Male directors often like to show their work. From Eisenstein’s landmark montage in BATTLESHIP POTEMKIN to Inarritu’s one-take war scenes in THE REVENANT - we assume the more ambitious the craft, the greater the impact. But this often has the opposite effect.
Instead of immersing viewers in the moment, these innovations can have a tendency to call attention to themselves. They make us lean back in admiration when we should be leaning forward in awe. As technology advances, modern movies have turned into an auteur pissing contest.
Of course these moments are tailor made for awards season flacks and FYC campaigns. “It was all one shot!” “They sang everything live!” “The crew almost froze to death on location!” There’s nothing more traditionally masculine than suffering for your art.
Voters (who are mostly older, white, and male) identify with this. After all, if you can’t see the effort on display, how can you determine who did what? If a movie doesn’t feel DIRECTED, they have no interest in rewarding it - to them, everything onscreen simply “happened.”
But making things feel natural and effortless is a talent female directors have in spades. Gerwig, Olivia Wilde, Lulu Wang, Celine Sciamma, Lorene Scafaria, and Marielle Heller are exceptional for how they craft every shot in a way that’s full of purpose yet invisible.
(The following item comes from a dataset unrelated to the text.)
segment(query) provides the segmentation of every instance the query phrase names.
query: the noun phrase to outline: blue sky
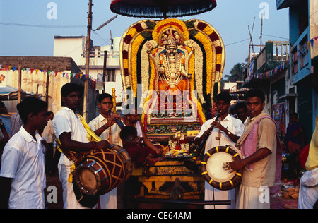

Female directors work from the inside out, not the other way around. Why does LITTLE WOMEN reveal more on repeat viewings? Because Gerwig’s craft (cinematography, editing, design, music) emerges ONLY from her characters. Her technical mastery never calls attention to itself.
To me, there’s NOTHING harder than making the extraordinary effort it takes to direct a film look seamless. That’s exactly what Gerwig did with LITTLE WOMEN. It’s why the film is so rich and rewarding, and it’s also why the male establishment snubbed her...
...for the self-consciously grungy ‘70s vibe of JOKER, the epic length of THE IRISHMAN, the one-take gambit of 1917, and Tarantino’s recreation of vintage Hollywood. But no director’s form and content were as meticulously aligned as Gerwig’s this year.
There’s much to admire in the nominees, and judging art will always be subjective. But until our industry recognizes its unconscious bias around what constitutes great filmmaking, real innovators like Gerwig and others will be ignored in favor of the usual male “visionaries.” END
P.S. You could add Alma Har’el, Mati Diop, Kasi Lemmons, Joanna Hogg, Claire Denis, Jennifer Kent, Melina Matsoukas, and several more. Not all got fancy FYC campaigns (a separate issue with similar implications), but voters had plenty of female directors to choose from this year!